29 665
Evaluatie Schipholbeleid

nr. 74
BRIEF VAN DE MINISTER VAN VERKEER EN WATERSTAAT

Aan de Voorzitter van de Tweede Kamer der Staten-Generaal

Den Haag, 13 november 2007

In Uw brief van 5 november 2007 (07-FIN-B-48) verzoekt U de ninister van Financiën en mij om, voorafgaand aan het algemeen overleg op 14 november 2007 aangaande het niet privatiseren van de luchthaven Schiphol, in te gaan op de recente uitspraken van de Nederlandse Mededingingsautoriteit (NMa). Daarbij vraagt Uw Commissie met name naar de wijze waarop de economische regulering functioneert en de invloed die de staat als aandeelhouder uitoefent op de vaststelling van de tarieven.

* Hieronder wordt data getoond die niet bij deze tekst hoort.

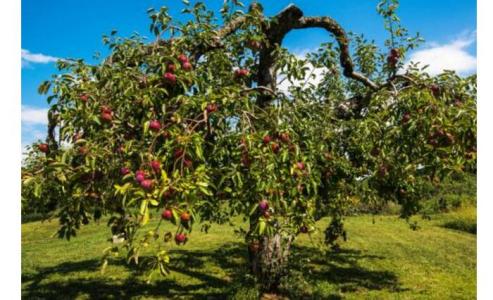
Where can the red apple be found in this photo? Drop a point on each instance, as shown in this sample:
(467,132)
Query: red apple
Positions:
(284,137)
(156,166)
(211,107)
(84,98)
(275,147)
(395,52)
(124,171)
(43,148)
(263,205)
(169,192)
(154,125)
(83,150)
(106,117)
(183,58)
(167,214)
(106,109)
(435,90)
(179,153)
(146,184)
(170,77)
(187,66)
(171,68)
(188,163)
(180,238)
(139,176)
(185,217)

Mede namens mijn ambtgenoot van Financiën treft U hierbij mijn reactie aan.

De economische regulering van de luchthaven Schiphol vindt plaats op grond van de wet van 29 juni 2006 tot wijziging van de Wet Luchtvaart inzake de exploitatie van de luchthaven Schiphol.

De wet is 19 juli 2006 in werking getreden. In dit verband is de NMa aangewezen als toezichthouder op de door de luchthaven Schiphol vastgestelde tarieven.

In dit kader heeft de NMa op 25 april 2007 het kostentoerekeningssysteem, waarin de principes van toerekening van kosten en opbrengsten aan de luchtvaartactiviteiten zijn neergelegd, goedgekeurd.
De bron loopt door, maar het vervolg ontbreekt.